Just like it provides you two ways to determine pixel size (absolute, or physical size and resolution) Lightroom allows you to determine the quality value by setting the desired file size instead. If you tick ‘Limit File Size To’ then the slider is not used. In this case it will decide the quality value needed to get to that file size. This is my favourite option. I know 400KB files will load quickly on my website, so I let JPEG Algorithm do what it needs to to get that file size. For delivery and printing I use a quality of 90 and no file-limit. People with more time on their hands than me have worked out that anywhere up from 90 is indistinguishable but gives you larger file size.

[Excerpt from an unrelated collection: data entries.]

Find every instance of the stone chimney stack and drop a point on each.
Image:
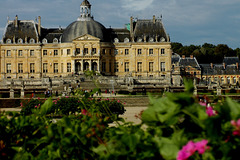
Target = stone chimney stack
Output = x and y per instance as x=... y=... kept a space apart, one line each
x=16 y=21
x=154 y=19
x=39 y=25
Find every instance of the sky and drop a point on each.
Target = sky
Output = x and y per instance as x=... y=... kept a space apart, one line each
x=186 y=21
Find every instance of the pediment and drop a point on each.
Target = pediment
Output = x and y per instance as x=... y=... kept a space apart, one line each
x=87 y=37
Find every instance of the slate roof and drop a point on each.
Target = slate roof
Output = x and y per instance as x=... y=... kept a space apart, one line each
x=150 y=29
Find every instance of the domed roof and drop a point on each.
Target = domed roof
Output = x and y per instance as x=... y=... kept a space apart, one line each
x=79 y=28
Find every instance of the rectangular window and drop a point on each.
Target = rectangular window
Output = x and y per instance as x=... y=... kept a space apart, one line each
x=20 y=53
x=150 y=51
x=103 y=51
x=94 y=50
x=68 y=67
x=9 y=67
x=31 y=52
x=55 y=67
x=45 y=68
x=139 y=66
x=55 y=52
x=8 y=53
x=20 y=68
x=61 y=67
x=139 y=51
x=110 y=67
x=68 y=51
x=115 y=51
x=44 y=52
x=32 y=68
x=126 y=51
x=162 y=51
x=163 y=67
x=150 y=66
x=116 y=67
x=78 y=50
x=104 y=66
x=85 y=51
x=126 y=67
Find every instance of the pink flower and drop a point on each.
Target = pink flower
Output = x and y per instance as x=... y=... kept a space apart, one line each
x=201 y=146
x=210 y=112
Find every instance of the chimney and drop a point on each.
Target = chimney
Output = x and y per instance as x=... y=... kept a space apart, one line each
x=16 y=21
x=39 y=25
x=154 y=19
x=131 y=27
x=211 y=65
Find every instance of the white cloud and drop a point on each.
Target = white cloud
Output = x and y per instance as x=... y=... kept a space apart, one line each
x=136 y=5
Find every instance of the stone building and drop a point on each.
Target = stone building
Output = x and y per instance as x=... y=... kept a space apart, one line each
x=30 y=51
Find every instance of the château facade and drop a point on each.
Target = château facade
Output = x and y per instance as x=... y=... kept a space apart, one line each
x=30 y=51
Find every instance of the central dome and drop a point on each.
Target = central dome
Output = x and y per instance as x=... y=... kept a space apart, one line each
x=80 y=28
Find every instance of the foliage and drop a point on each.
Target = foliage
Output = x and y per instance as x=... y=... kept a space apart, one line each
x=174 y=126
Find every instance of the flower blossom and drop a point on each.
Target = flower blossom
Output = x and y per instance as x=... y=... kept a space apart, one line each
x=190 y=148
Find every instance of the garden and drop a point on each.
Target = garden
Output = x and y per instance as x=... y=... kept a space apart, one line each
x=175 y=126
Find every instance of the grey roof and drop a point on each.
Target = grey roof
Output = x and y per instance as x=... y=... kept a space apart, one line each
x=25 y=29
x=231 y=60
x=79 y=28
x=150 y=29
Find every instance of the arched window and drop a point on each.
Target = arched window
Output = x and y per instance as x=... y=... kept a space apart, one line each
x=32 y=41
x=55 y=40
x=44 y=41
x=126 y=40
x=9 y=41
x=20 y=41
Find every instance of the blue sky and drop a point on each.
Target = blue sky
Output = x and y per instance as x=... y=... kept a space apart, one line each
x=186 y=21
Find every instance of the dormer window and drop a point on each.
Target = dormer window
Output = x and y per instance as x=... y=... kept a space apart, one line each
x=44 y=41
x=55 y=40
x=32 y=41
x=116 y=40
x=20 y=41
x=9 y=41
x=126 y=40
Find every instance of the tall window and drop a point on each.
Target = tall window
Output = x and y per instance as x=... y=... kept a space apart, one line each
x=94 y=50
x=139 y=51
x=85 y=51
x=31 y=52
x=139 y=66
x=150 y=66
x=45 y=68
x=9 y=67
x=19 y=53
x=104 y=66
x=68 y=51
x=68 y=67
x=55 y=52
x=162 y=51
x=150 y=51
x=116 y=67
x=32 y=68
x=115 y=51
x=61 y=67
x=20 y=68
x=55 y=67
x=126 y=51
x=126 y=66
x=8 y=53
x=44 y=52
x=163 y=66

JPEG Mini is a tool to get even more reduction on file size. JPEG Mini has a more intensive, more intelligent algorithm that can compress the ‘already JPEG compressed’ image to half the size. The designers at JPEG mini have found a bunch of data that’s left out in the JPEG algorithm (which was to be fair invented in 1992). It throws away even more data, but in a way that’s cleverer than the standard JPEG algorithm, and the images still look identical and most pros I know have JPEG mini as part of their day-to-day workflows. Beware of editing these though… see below.

resize and JPEG Ordering

Always resize your image first, before you convert to JPEG - for most of us Lightroom handles all this in the export process. Do JPEG conversion just once, and then run through JPEG mini if you have it. Do not then resize. If you do, you are then re-encoding a JPEG from an image that was already stretched to the point of having only just enough data. Yes this might give you an extra saving on file size, but it will be at the expense of quality in the final image. If you want a smaller image file size, reduce the quality setting in the Export dialog so you just do the process once.

Never Edit a JPEG!

When an image has been compressed to JPEG, even though it looks the same, it has only a fraction of the data. It looks the same because JPEG is clever and knows that it can ditch loads of the image without us noticing too much. If you edit it now, you are going to find that it looks awful because you are trying to manipulate data in the image that is no longer there. This is easiest explained with an example: You have an raw image, edited in Lightroom so that you have a large area of dark around your subject. We know that in Lightroom we can raise the shadows to bring detail into those dark areas. However, during conversation to JPEG, the algorithm knows that you can’t see detail in those shadows and removes the data. So if you try to edit the JPEG by lifting shadows, you get a mushy mess, because the data is gone. So just remember by converting to JPEG you are losing the ability to edit it. If you need to do anything other than tweak brightness, go back to the original.